Les comédiens, professionnels ou amateurs, sont au diapason des excès de leur réalisateur. Les deux enquêteurs joués par Didier Despres et Cyril Rigaux forment un tandem digne de Laurel et Hardy tandis que Fabrice Luchini, Jean-Luc Vincent et Valéria Bruni Tedeschi campent une famille aux attitudes particulièrement outrancières. Luchini surtout, admirable de naturel jusque dans ses excès. Un exercice d’équilibriste dont seule Juliette Binoche n’arrive pas à sortir indemne. Elle a beau en faire des tonnes, jamais son jeu ne détonne.
Il faut dire que l’atmosphère et les envolées (au propre comme au figuré) orchestrées par Bruno Dumont ont de quoi désarçonner même si le propos n’est pas totalement gratuit puisqu’il prône, par la transsexualité de l’un de ses personnages, l’ouverture aux autres et le droit à la différence. Une générosité qui ne va pas sans quelques anicroches, le film traînant beaucoup trop en longueur et peinant à trouver une fin digne de ce nom.

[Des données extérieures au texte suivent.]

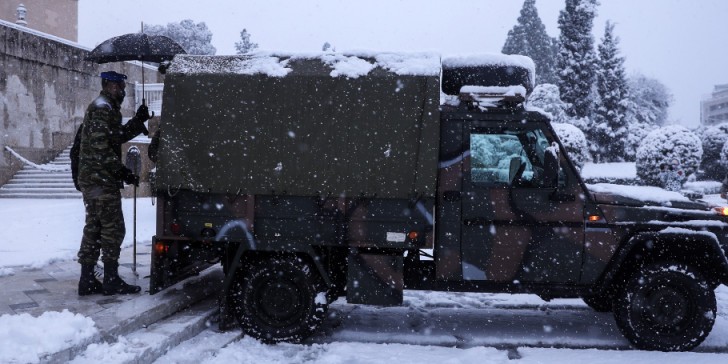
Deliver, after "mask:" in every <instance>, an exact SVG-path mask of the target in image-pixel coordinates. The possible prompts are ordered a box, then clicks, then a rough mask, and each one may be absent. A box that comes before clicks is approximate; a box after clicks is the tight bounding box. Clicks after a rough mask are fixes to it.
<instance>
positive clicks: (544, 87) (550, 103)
mask: <svg viewBox="0 0 728 364" xmlns="http://www.w3.org/2000/svg"><path fill="white" fill-rule="evenodd" d="M528 106H530V107H537V108H539V109H541V110H543V111H545V112H547V113H549V114H551V122H554V123H566V122H568V119H569V117H568V116H567V115H566V104H565V103H564V102H563V101H561V96H560V93H559V87H558V86H556V85H552V84H550V83H542V84H540V85H538V86H536V87H535V88H534V89H533V91H531V95H530V96H529V97H528Z"/></svg>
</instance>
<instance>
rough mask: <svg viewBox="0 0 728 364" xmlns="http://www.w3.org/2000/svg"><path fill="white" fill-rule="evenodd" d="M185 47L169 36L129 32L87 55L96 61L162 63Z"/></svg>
mask: <svg viewBox="0 0 728 364" xmlns="http://www.w3.org/2000/svg"><path fill="white" fill-rule="evenodd" d="M185 53H187V52H185V50H184V48H182V46H180V45H179V44H177V42H175V41H173V40H172V39H171V38H169V37H165V36H163V35H148V34H145V33H129V34H124V35H120V36H118V37H113V38H110V39H107V40H105V41H103V42H102V43H101V44H99V45H98V46H96V48H94V49H93V50H92V51H91V53H89V55H88V56H87V57H86V60H87V61H92V62H96V63H108V62H120V61H142V62H145V61H146V62H156V63H161V62H163V61H168V60H171V59H172V58H174V55H175V54H185ZM143 94H144V67H142V104H145V103H146V102H145V101H146V100H145V99H144V96H143Z"/></svg>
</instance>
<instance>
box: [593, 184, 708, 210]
mask: <svg viewBox="0 0 728 364" xmlns="http://www.w3.org/2000/svg"><path fill="white" fill-rule="evenodd" d="M586 186H587V188H588V189H589V191H590V192H591V195H592V197H593V198H594V200H595V201H596V202H597V203H603V204H612V205H626V206H665V207H673V208H679V209H688V210H703V211H705V210H709V209H710V207H711V206H710V205H708V204H707V203H705V202H702V201H692V200H690V199H689V198H687V197H685V196H684V195H682V194H681V193H679V192H672V191H666V190H664V189H662V188H659V187H651V186H624V185H616V184H611V183H596V184H587V185H586Z"/></svg>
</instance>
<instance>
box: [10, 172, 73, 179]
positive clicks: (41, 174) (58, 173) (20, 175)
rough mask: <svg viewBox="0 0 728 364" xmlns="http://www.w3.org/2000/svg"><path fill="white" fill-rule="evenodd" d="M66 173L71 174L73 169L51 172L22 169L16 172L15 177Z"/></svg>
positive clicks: (54, 175)
mask: <svg viewBox="0 0 728 364" xmlns="http://www.w3.org/2000/svg"><path fill="white" fill-rule="evenodd" d="M64 175H68V176H70V175H71V171H59V172H49V171H38V172H31V171H20V172H18V173H16V174H15V176H14V177H16V178H17V177H24V178H28V177H51V178H52V177H54V176H64Z"/></svg>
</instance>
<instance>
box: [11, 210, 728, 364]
mask: <svg viewBox="0 0 728 364" xmlns="http://www.w3.org/2000/svg"><path fill="white" fill-rule="evenodd" d="M707 199H711V200H715V201H720V202H724V200H722V199H720V198H719V197H717V196H707ZM123 208H124V214H125V219H126V224H127V237H126V239H125V241H124V245H125V246H126V247H129V246H130V245H131V242H132V222H133V214H132V211H133V200H131V199H124V200H123ZM154 213H155V206H152V204H151V200H150V199H148V198H140V199H138V201H137V215H138V216H137V240H138V242H139V243H149V242H150V240H151V236H152V235H153V234H154V216H155V215H154ZM83 214H84V212H83V206H82V202H81V200H80V199H78V200H76V199H74V200H10V199H8V200H2V202H1V203H0V219H1V220H0V221H6V222H7V221H11V222H12V223H10V224H7V225H5V226H4V229H2V230H0V275H10V274H21V272H22V270H23V269H24V268H23V267H29V266H30V267H40V266H43V265H45V264H48V263H49V262H53V261H56V260H61V259H74V258H75V254H76V251H77V249H78V245H79V241H80V238H81V229H82V227H83ZM716 295H717V297H718V317H717V319H716V323H715V327H714V328H713V330H712V332H711V334H710V335H709V336H708V338H707V339H706V341H705V343H704V344H703V346H707V347H709V348H713V349H708V350H716V348H718V349H720V348H728V288H727V287H725V286H721V287H719V288H718V290H717V291H716ZM329 312H330V314H329V317H328V319H327V320H326V322H325V323H324V326H323V328H322V330H321V332H320V333H319V334H317V335H315V336H314V337H313V338H312V339H311V342H308V343H306V344H303V345H297V344H279V345H263V344H261V343H260V342H258V341H255V340H253V339H251V338H243V339H242V340H239V341H236V342H233V343H232V344H230V345H227V346H226V347H225V348H224V349H222V350H221V351H219V352H215V351H212V350H201V349H200V345H190V346H184V345H183V346H181V347H180V348H179V349H178V350H176V351H175V352H172V353H170V354H169V355H168V356H165V357H162V358H161V359H160V361H159V362H160V363H228V362H241V363H381V362H392V361H394V362H397V363H398V364H405V363H423V362H424V363H430V362H441V363H506V362H516V363H565V364H570V363H615V364H616V363H618V364H622V363H625V362H640V363H644V364H651V363H655V364H662V363H672V362H700V363H707V364H713V363H715V364H718V363H721V364H722V363H725V362H728V354H713V353H706V352H693V353H655V352H643V351H636V350H618V351H615V350H601V349H604V348H608V347H618V348H626V347H627V342H626V340H625V339H624V338H622V337H621V335H620V334H619V331H618V330H617V329H616V325H615V324H614V320H613V318H612V316H611V315H610V314H608V313H596V312H594V311H592V310H591V309H589V308H588V307H587V306H586V305H585V304H584V303H583V302H582V301H581V300H579V299H558V300H553V301H551V302H544V301H543V300H541V299H540V298H538V297H536V296H534V295H508V294H477V293H446V292H428V291H406V292H405V301H404V304H403V305H402V306H399V307H374V306H363V305H349V304H346V303H345V302H343V300H339V301H337V302H335V303H334V304H332V306H331V309H330V311H329ZM59 328H63V330H60V329H59ZM94 330H95V328H93V322H92V321H91V319H89V318H86V317H83V316H80V315H73V314H71V313H69V312H67V311H65V312H60V313H59V312H48V313H46V314H44V315H42V316H40V317H37V318H33V317H30V316H29V315H2V316H0V348H2V350H0V362H37V361H38V359H37V358H38V355H39V354H42V353H47V352H52V351H55V350H57V348H66V347H69V346H70V345H72V344H73V343H78V342H82V341H83V340H84V338H87V337H89V336H90V335H93V333H94V332H95V331H94ZM210 335H211V337H210V338H209V339H210V340H212V341H214V340H216V339H215V338H216V337H220V339H218V340H219V341H224V340H223V339H222V338H223V336H221V335H229V334H225V333H214V332H213V333H210ZM228 338H229V337H228V336H225V340H227V339H228ZM133 345H134V343H133V342H130V341H128V340H127V339H126V338H124V337H119V338H117V341H116V342H115V343H109V344H100V345H94V346H90V347H89V350H88V351H87V352H86V353H85V354H84V356H82V357H79V358H77V360H76V361H75V362H76V363H91V362H94V363H96V362H99V361H100V360H101V361H103V362H105V363H117V362H122V361H124V360H125V359H128V358H129V353H130V352H132V351H133V350H131V349H130V348H131V347H132V346H133ZM532 345H537V346H549V345H552V346H554V347H555V348H530V347H528V346H532ZM213 346H214V345H213ZM559 347H560V348H559ZM507 348H518V350H517V353H515V352H514V351H512V350H511V351H509V350H506V349H507ZM699 350H700V348H699ZM514 354H515V355H516V360H509V355H510V356H513V355H514ZM519 356H520V358H518V357H519Z"/></svg>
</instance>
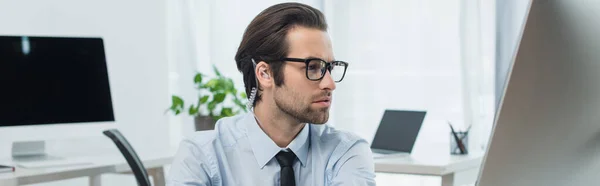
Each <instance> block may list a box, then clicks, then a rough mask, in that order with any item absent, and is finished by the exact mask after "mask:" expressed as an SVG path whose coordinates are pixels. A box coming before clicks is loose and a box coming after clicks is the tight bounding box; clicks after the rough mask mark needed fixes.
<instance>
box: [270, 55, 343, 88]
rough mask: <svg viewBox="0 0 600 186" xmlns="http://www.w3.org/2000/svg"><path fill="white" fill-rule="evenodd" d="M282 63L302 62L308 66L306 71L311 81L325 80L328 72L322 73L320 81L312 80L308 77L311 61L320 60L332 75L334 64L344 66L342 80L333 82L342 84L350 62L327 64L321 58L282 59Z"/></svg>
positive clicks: (342, 62) (296, 58) (332, 63)
mask: <svg viewBox="0 0 600 186" xmlns="http://www.w3.org/2000/svg"><path fill="white" fill-rule="evenodd" d="M280 60H282V61H290V62H302V63H304V64H305V65H306V68H305V71H306V79H308V80H311V81H320V80H322V79H323V77H325V74H326V72H321V77H319V78H318V79H311V78H310V77H309V76H308V65H309V63H310V61H312V60H319V61H322V62H324V63H325V70H329V73H330V74H331V70H332V68H333V64H343V65H342V66H344V74H342V78H340V80H339V81H336V80H333V81H335V82H336V83H339V82H342V80H344V77H345V76H346V70H348V62H345V61H331V62H327V61H325V60H323V59H321V58H304V59H303V58H282V59H280Z"/></svg>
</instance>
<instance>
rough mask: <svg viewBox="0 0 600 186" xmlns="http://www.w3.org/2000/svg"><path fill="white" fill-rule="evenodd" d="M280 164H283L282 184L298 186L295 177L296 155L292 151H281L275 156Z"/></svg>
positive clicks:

Au même titre que les films de Delépine et Kervern, Ma Loute fait pourtant figure d’exception dans une comédie française de plus en plus aseptisée. Une tentative d’humour qui réjouit par sa liberté de ton, la beauté de ses paysages et la parcimonie avec laquelle est utilisée la musique.
Alors, même si le résultat n’est pas totalement abouti, vindiou, c’est peu dire qu’on en redemande.
De ce réalisateur je n’ai vu que la Vie de Jésus, il y a près de vingt ans, mais j’avais aimé son univers et ses personnages, son réalisme aussi.
Tu devrais essayer celui-ci. Même si le réalisme a laissé place à un gros délire. 😉
Oui, ça peut être distrayant ! 🙂
Je suis tenté aussi, malgré mes réticences chroniques à l’endroit de Luchini …
J’ai d’ailleurs beaucoup plus de bienveillance envers Juliette, contrairement à notre critique préféré 🙂
Mais dans le difficile exercice de la farce, l’un excelle, l’autre pas. 🙂
On redemande c’est vrai, mais du même jus, pas comme « France ».